25.Interpretation. Any uncertainty or ambiguity in the Agreement shall not be construed for or against any Party based on the attribution of drafting to any Party.
26.Headings. The paragraph headings used in the Agreement are included solely for convenience and shall not affect or be used in connection with the interpretation of this Agreement.
27.Counterparts. This Agreement may be executed by the Parties in counterparts, which are defined as duplicate originals, all of which taken together shall be construed as one document.

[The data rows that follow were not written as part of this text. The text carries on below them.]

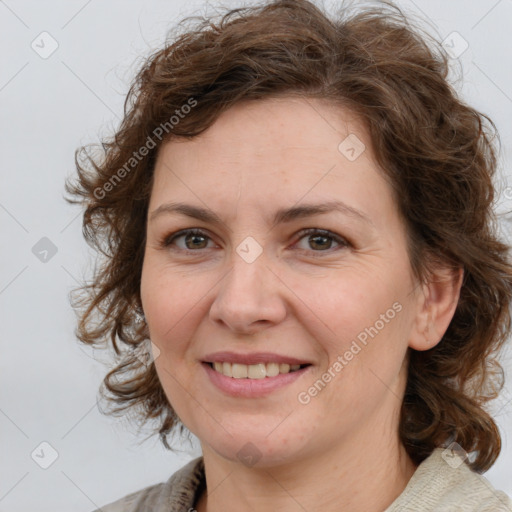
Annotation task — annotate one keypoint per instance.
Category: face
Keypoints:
(287, 252)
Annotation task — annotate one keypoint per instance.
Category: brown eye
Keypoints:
(320, 240)
(193, 240)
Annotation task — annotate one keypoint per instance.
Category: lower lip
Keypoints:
(252, 387)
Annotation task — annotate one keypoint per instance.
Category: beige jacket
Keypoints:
(438, 485)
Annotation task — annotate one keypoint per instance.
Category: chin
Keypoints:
(256, 447)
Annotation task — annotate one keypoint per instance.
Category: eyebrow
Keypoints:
(283, 215)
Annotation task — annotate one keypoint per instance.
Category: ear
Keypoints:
(437, 302)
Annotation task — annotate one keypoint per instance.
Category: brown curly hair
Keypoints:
(438, 154)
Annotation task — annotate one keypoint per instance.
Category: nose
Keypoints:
(250, 297)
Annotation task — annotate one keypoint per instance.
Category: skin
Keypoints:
(304, 296)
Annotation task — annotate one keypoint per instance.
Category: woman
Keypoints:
(296, 213)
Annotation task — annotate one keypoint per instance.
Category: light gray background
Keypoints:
(48, 107)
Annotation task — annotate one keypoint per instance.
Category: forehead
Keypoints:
(271, 151)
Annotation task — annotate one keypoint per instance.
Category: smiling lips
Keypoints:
(253, 371)
(253, 366)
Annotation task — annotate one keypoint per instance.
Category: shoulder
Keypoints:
(444, 483)
(177, 494)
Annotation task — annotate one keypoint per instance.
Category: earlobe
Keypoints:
(436, 308)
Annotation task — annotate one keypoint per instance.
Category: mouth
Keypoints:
(254, 371)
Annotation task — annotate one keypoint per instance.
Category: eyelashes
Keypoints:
(316, 236)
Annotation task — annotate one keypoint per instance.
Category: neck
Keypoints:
(367, 472)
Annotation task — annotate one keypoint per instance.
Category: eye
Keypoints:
(321, 239)
(194, 239)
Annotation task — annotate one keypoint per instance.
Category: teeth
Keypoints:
(253, 371)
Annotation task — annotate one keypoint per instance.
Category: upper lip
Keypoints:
(252, 358)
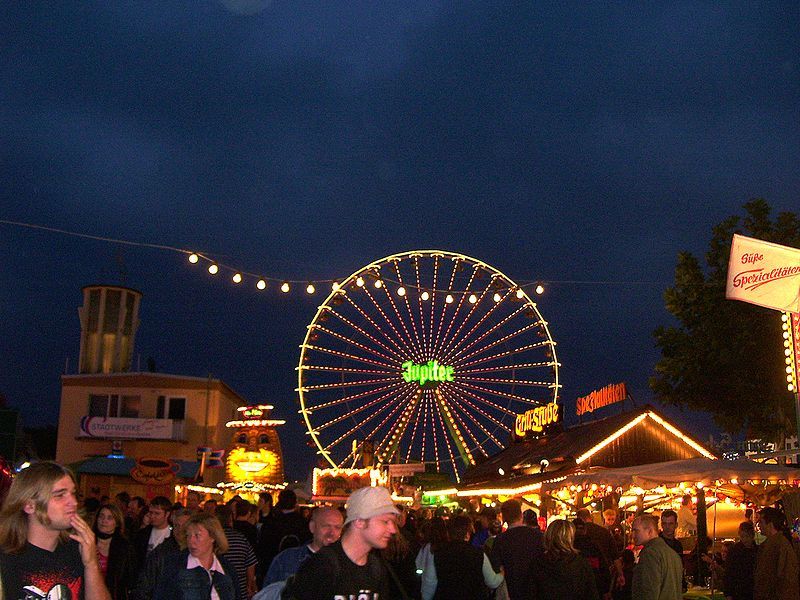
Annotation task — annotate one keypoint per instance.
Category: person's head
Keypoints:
(159, 511)
(122, 500)
(644, 529)
(287, 500)
(42, 496)
(747, 533)
(530, 518)
(204, 535)
(241, 509)
(225, 515)
(512, 511)
(136, 507)
(609, 517)
(372, 516)
(265, 502)
(771, 521)
(326, 526)
(109, 521)
(584, 515)
(179, 519)
(669, 522)
(559, 539)
(459, 528)
(192, 500)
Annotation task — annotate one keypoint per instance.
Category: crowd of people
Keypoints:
(52, 546)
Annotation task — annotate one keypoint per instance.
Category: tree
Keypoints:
(726, 357)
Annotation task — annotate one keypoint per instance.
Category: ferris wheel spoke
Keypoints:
(447, 445)
(350, 432)
(398, 339)
(462, 371)
(501, 394)
(524, 382)
(418, 339)
(349, 356)
(491, 330)
(504, 340)
(461, 298)
(383, 424)
(459, 412)
(344, 338)
(444, 309)
(450, 343)
(393, 341)
(364, 332)
(393, 446)
(414, 432)
(384, 398)
(351, 398)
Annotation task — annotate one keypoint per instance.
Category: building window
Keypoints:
(112, 405)
(171, 408)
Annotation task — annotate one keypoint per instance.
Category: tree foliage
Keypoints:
(726, 357)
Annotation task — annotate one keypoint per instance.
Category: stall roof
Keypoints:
(517, 468)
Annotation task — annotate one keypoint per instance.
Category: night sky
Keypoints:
(580, 145)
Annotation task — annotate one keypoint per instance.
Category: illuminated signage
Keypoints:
(536, 419)
(599, 398)
(430, 372)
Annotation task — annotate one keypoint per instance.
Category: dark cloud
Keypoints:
(570, 143)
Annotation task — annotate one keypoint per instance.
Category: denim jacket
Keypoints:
(176, 582)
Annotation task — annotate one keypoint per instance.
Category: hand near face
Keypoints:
(85, 537)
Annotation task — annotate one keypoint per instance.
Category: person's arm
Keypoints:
(490, 578)
(94, 586)
(429, 579)
(251, 581)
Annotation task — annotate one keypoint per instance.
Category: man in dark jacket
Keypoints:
(517, 550)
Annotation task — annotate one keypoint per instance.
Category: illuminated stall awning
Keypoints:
(630, 439)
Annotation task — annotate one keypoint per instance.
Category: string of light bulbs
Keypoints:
(286, 285)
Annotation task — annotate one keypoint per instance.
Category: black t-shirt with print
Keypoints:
(331, 575)
(35, 572)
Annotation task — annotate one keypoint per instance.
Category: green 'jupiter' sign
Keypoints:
(426, 374)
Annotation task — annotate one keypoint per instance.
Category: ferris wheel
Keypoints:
(424, 356)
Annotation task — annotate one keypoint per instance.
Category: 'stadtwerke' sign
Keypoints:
(599, 398)
(536, 419)
(429, 373)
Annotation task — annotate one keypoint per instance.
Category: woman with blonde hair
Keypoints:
(563, 572)
(198, 571)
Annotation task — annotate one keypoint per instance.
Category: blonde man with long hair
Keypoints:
(564, 573)
(46, 548)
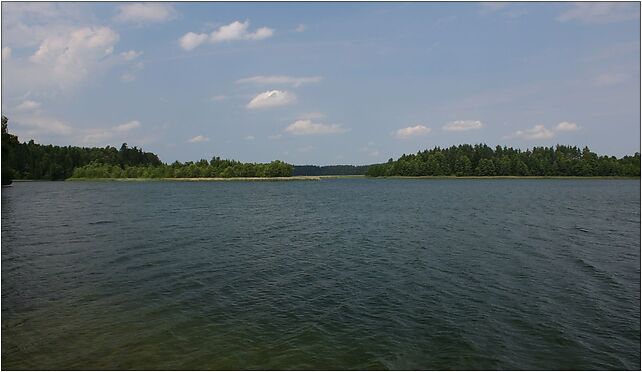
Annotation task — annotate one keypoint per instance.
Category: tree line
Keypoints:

28.Signature. A signature by DocuSign, or email, or other electronic means on this Agreement shall be as legally binding as an original signature.
29.Governing Law. This Agreement shall be governed and conformed in accordance
with the laws of the State of California, without regard to its conflicts of law principles.
PLEASE READ CAREFULLY. THIS AGREEMENT INCLUDES A RELEASE OF ALL KNOWN AND UNKNOWN CLAIMS.
Executed on March 27, 2026 by: /s/ Mark Erlander
Mark Erlander
Executed on March 27, 2026 by: /s/ Mani Mohindru
Mani Mohindru for Cardiff Oncology, Inc.